Skip to main content

Module tokenize

Module tokenize 

Source
Expand description

A small, dependency-free tokenizer for the BM25 / full-text path (ADR-0046).

Turns text into term ids so a tokenized string is a SparseVector whose values are term frequencies, reusing the sparse machinery of ADR-0043/0045. The pipeline is deterministic — Unicode-aware splitting on non-alphanumeric boundaries, lowercasing, a small English stop-word filter, and Snowball (Porter2) stemming — so the same text always produces the same terms, and ingest and query tokenize identically.

The stemmer is the Snowball English (Porter2) algorithm via rust-stemmers (ADR-0048), which conflates morphological variants — connection / connected / connectingconnect, poniesponi — so a query term matches inflected document terms. Because ingest and query share the same stemmer the conflation is consistent on both sides. (It superseded the original dependency-free plural-only S-stemmer of ADR-0046, behind the same tokens seam.)
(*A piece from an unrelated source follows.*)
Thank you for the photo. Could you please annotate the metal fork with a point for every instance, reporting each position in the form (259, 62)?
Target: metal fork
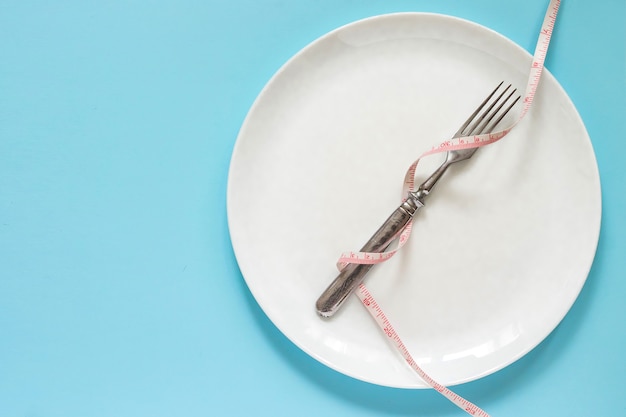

One remaining, documented ceiling: term ids are a 32-bit FNV-1a hash of the token, so distinct tokens can in principle collide. For realistic vocabularies this is negligible (and learned-sparse vocabularies already collide by construction).

Constants§

TEXT_KEY
The reserved payload key carrying a point’s full-text field (ADR-0046). When a point has no explicit __quiver_sparse__ vector but carries a string under this key, the engine tokenizes it into a term-frequency sparse vector at ingest, so the point is searchable by BM25 over text alone.

Functions§

query_term_ids
Tokenize text into the de-duplicated query term ids BM25 scores against (a repeated query term counts once). The query side of the BM25 path (ADR-0046).
term_id
The stable 32-bit dimension id for a token (FNV-1a). Deterministic across runs and platforms.
text_to_sparse
Tokenize text into a term-frequency SparseVector: dimension ids are token ids (term_id) and values are within-text term counts. The ingest side of the BM25 path (ADR-0046).
tokens
Tokenize text into normalized terms: lowercased, split on non-alphanumeric boundaries, stop-words removed, and plural-stemmed. The order is preserved and duplicates are kept (so callers can compute term frequencies).